- Faustino in 2023
- Born: Brenno de Souza Faustino December 9, 1996 Astolfo Dutra, Minas Gerais, Brazil
- Occupations: Digital influencer, augmented reality developer
- Years active: 2015–present

= Brenno Faustino =

Brazilian digital influencer and augmented reality developer

Brenno de Souza Faustino (born December 9, 1996), known professionally as Brenno Faustino, is a Brazilian digital influencer and augmented reality developer. He began producing content on the internet in 2015 through Snapchat and later expanded his activity to Instagram. He became known for developing augmented reality filters and effects for social media, including beauty and virtual makeup effects.

==Early life and education==

Faustino was born in Astolfo Dutra, in the Brazilian state of Minas Gerais. At the age of 17, he moved to Juiz de Fora to pursue higher education and begin an independent life.

He studied law at Faculdades Integradas Vianna Júnior in Juiz de Fora and graduated in December 2020. Although he completed the degree, he subsequently pursued a career in digital media and augmented reality rather than practicing law.

Faustino began producing internet content in 2015, initially using Snapchat. In 2016, he expanded his activity to Instagram, transferring much of the audience he had developed on Snapchat to the platform.

In January 2021, NaTelinha reported that Faustino had more than 30,000 Instagram followers and described his development as a digital influencer and entrepreneur in Juiz de Fora.

==Career==

Before concentrating on digital content, Faustino competed as a swimmer. In 2021, Lance! described him as a former professional swimmer and reported on his attempt to return to swimming after having stopped competing to concentrate on his studies and other activities.

His early work on social media included digital marketing and influencer campaigns. His activities subsequently expanded into the creation of augmented reality effects and filters for social media platforms.

==Augmented reality==

Faustino began studying augmented reality toward the end of his Law degree in 2020. He learned to develop social media filters and effects and later worked with platforms including Meta Spark Studio and Snapchat Lens Studio.

In January 2022, Revista Máxima reported that Faustino had created more than 5,000 Instagram filters and had accumulated more than 60 million impressions from his work. The publication also reported that he had worked on filters with Brazilian media personalities including Gabily, Lucas Lucco, Virginia Fonseca, Munik Nunes, Hariany Almeida and Guilherme Napolitano.

His first major filter, Pele Perfeita ("Perfect Skin"), was created during the COVID-19 pandemic after he began studying augmented reality. According to Revista Máxima, the filter reached more than 36 million impressions within 24 hours of its release.

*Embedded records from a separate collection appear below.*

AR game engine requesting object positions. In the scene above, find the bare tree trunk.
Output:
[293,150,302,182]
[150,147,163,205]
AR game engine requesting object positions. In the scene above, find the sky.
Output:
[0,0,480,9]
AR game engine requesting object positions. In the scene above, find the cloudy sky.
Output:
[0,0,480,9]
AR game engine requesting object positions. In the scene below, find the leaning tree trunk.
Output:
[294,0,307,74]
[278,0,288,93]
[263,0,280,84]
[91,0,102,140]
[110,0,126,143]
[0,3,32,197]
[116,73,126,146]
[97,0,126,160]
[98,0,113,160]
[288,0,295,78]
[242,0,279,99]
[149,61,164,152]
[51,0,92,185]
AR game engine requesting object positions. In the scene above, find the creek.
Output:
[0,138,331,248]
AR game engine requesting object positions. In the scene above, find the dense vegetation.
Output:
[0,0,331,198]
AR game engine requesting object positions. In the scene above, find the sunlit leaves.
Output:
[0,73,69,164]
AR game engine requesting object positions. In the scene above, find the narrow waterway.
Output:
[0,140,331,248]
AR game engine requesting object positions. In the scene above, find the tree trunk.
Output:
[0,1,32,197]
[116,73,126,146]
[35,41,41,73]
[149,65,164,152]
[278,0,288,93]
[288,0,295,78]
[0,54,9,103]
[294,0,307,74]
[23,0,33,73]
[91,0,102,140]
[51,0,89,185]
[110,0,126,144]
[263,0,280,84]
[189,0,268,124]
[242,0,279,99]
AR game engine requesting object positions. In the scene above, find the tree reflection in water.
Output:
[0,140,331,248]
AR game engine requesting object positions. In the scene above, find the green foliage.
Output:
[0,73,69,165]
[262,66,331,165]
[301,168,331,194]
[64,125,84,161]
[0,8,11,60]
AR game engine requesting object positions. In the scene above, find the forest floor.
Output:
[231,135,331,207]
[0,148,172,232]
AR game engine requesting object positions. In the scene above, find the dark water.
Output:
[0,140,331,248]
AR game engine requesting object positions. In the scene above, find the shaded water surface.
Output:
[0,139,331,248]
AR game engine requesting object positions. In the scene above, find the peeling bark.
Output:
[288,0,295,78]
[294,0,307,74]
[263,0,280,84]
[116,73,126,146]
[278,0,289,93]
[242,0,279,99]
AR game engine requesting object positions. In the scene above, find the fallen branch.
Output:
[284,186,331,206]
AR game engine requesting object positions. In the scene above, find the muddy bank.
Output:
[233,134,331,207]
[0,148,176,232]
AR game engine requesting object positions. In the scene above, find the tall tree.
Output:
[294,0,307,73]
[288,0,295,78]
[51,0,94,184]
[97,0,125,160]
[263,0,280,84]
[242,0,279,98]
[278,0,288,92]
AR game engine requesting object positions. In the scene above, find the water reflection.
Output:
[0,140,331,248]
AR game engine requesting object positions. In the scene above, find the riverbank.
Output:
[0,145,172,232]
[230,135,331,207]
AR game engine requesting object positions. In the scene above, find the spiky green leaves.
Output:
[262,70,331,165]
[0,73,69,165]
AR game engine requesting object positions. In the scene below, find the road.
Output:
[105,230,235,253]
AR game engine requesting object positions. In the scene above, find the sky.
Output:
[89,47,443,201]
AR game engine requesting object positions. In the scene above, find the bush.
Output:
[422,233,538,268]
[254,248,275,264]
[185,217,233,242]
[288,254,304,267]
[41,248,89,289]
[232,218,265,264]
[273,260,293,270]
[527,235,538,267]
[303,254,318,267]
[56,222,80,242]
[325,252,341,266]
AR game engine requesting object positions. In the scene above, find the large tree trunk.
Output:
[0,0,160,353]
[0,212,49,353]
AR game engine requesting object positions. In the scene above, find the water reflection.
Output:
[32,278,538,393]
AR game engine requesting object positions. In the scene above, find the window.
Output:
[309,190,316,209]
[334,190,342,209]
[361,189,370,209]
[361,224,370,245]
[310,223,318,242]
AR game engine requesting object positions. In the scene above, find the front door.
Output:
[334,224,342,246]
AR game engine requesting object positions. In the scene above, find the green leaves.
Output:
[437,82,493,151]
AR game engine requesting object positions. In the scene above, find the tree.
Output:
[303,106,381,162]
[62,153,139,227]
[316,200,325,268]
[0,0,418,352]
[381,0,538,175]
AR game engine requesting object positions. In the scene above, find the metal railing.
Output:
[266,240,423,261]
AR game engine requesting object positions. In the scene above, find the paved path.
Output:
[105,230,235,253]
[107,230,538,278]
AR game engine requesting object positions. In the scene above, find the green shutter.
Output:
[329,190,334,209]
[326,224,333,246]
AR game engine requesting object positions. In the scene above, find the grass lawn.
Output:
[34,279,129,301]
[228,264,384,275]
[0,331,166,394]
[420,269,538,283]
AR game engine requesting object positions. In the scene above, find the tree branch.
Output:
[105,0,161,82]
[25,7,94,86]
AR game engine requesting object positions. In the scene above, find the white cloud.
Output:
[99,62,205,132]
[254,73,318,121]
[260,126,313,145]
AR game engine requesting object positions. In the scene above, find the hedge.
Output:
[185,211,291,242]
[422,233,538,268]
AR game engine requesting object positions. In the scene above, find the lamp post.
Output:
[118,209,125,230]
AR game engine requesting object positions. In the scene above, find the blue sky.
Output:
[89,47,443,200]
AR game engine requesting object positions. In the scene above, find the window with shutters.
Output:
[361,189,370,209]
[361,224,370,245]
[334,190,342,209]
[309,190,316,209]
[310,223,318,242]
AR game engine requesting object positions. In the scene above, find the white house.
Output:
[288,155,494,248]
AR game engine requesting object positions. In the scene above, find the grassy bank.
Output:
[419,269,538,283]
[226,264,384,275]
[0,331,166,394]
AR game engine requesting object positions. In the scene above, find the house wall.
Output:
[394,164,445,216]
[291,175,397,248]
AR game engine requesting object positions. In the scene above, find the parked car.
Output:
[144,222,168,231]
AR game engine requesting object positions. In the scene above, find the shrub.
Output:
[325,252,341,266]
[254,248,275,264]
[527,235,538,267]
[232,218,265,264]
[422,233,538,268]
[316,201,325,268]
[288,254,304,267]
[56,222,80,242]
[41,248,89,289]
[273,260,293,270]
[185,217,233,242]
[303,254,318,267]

His work was also covered by g1, which reported on filters developed by Faustino for personalities including Virginia Fonseca, Gabily, Hariany Almeida and Lucas Lucco.

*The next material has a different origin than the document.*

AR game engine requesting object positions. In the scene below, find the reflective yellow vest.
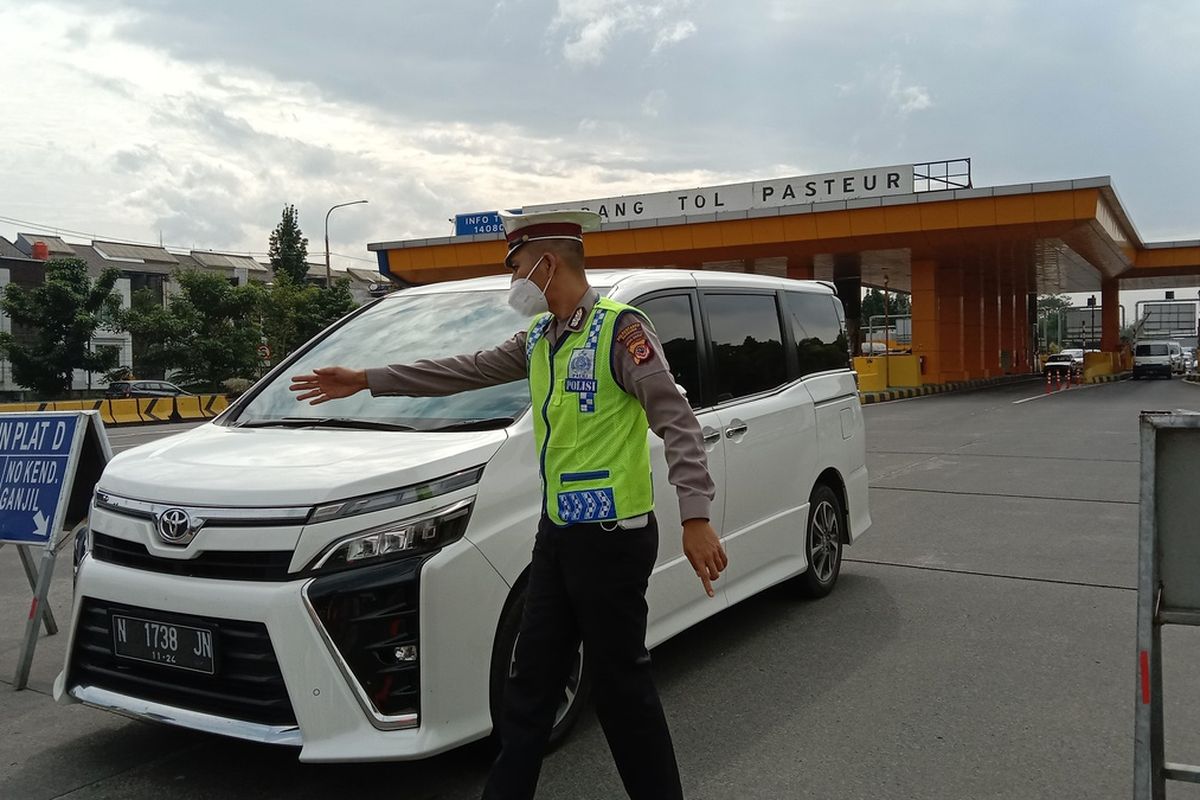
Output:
[526,297,654,525]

In January 2022, IstoÉ interviewed Faustino about the use of Instagram filters by contestants of Big Brother Brasil and their use as part of digital marketing strategies. The article discussed filters associated with contestants including Tiago Abravanel, Douglas Silva and Vyni.

In February 2024, GQ Brasil identified Faustino as an augmented reality artist and interviewed him about the use of image filters on social media. He discussed the effects of excessive use of filters and the distinction between digital editing and the natural appearance of people in photographs.

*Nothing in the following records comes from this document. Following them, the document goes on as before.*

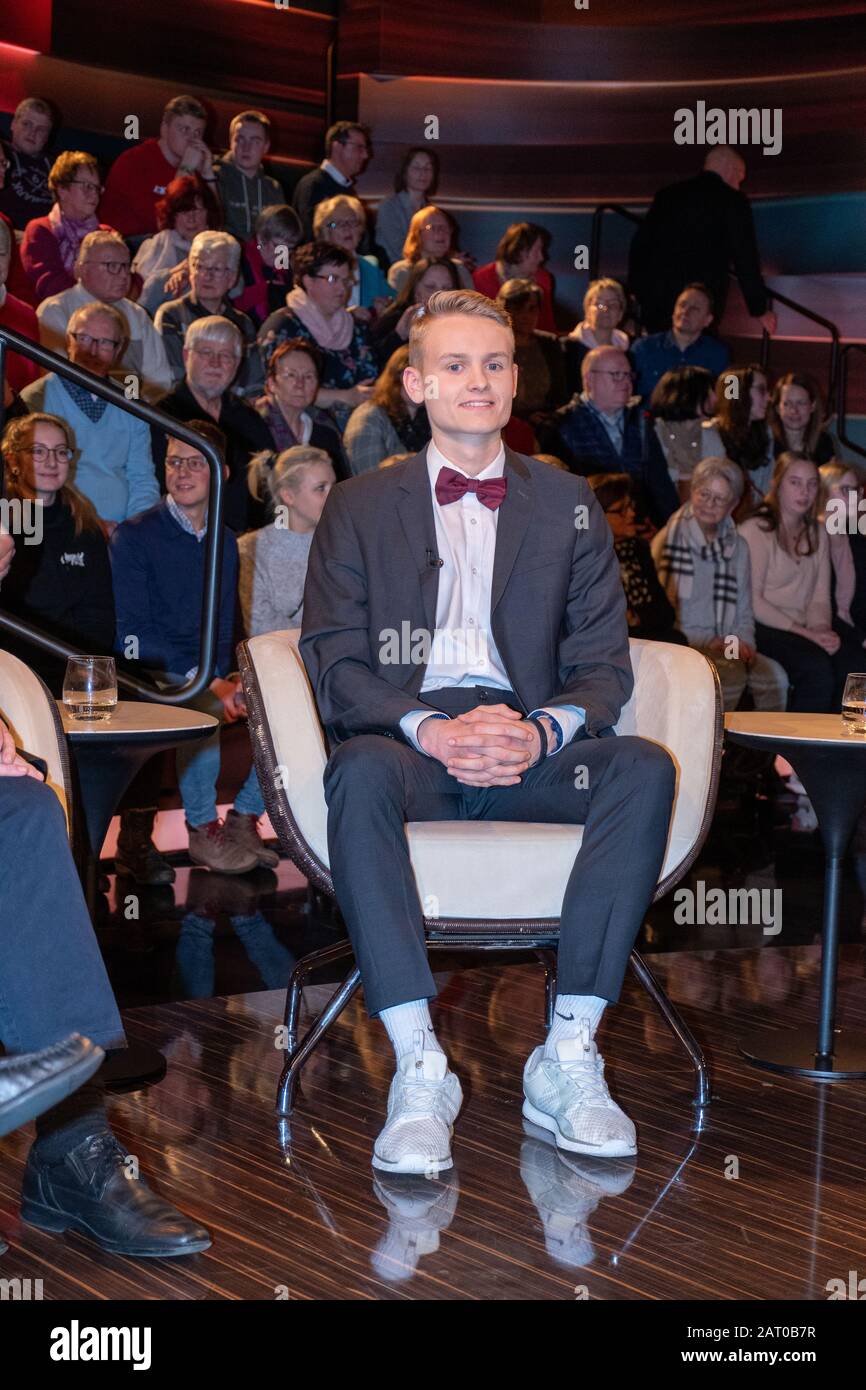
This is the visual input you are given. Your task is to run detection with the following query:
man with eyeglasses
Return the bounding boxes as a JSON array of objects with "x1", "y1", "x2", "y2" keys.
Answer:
[
  {"x1": 0, "y1": 96, "x2": 54, "y2": 232},
  {"x1": 631, "y1": 282, "x2": 731, "y2": 403},
  {"x1": 152, "y1": 314, "x2": 271, "y2": 532},
  {"x1": 545, "y1": 348, "x2": 680, "y2": 525},
  {"x1": 36, "y1": 231, "x2": 171, "y2": 400},
  {"x1": 214, "y1": 111, "x2": 285, "y2": 242},
  {"x1": 21, "y1": 302, "x2": 160, "y2": 531},
  {"x1": 111, "y1": 420, "x2": 273, "y2": 873},
  {"x1": 154, "y1": 231, "x2": 264, "y2": 396},
  {"x1": 101, "y1": 96, "x2": 217, "y2": 239},
  {"x1": 292, "y1": 121, "x2": 373, "y2": 240}
]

In June 2024, O Dia published an interview with Faustino about the use of augmented reality filters on Instagram and their potential role in increasing the reach of content creators and brands on the platform.

==Television==

In June 2021, Faustino began working with TV Alterosa, a television station affiliated with SBT in Minas Gerais at the time. According to Estado de Minas, his work involved recording special promotional actions for companies during the station's programming.

His television work was also described by Hooks Magazine, which reported that he participated in the programming of TV Alterosa and produced special commercial actions for companies seeking exposure through the station.

==Media coverage==

Faustino has been featured in Brazilian media coverage concerning digital influence, social media marketing, augmented reality and internet culture.

In July 2023, g1 reported on the use of giveaways by digital influencers as a strategy for increasing follower numbers and interviewed Faustino about the practice. He discussed the need for greater regulation of promotional giveaways on social media.

In November 2024, Estado de Minas reported that Faustino had received homophobic attacks through social media. The report stated that he published the messages on his social media accounts and discussed the effects of online harassment and prejudice.

The episode was also reported by O Globo, which described the online attacks and Faustino's subsequent public response.

In May 2025, Faustino received further coverage after publishing a video discussing the popularity of reborn dolls and the debate surrounding adoption in Brazil. The episode was reported by O Globo and other Brazilian news outlets.

The same episode was covered by Terra, which reported on Faustino's discussion of the contrast between the popularity of reborn dolls and the number of children awaiting adoption in Brazil.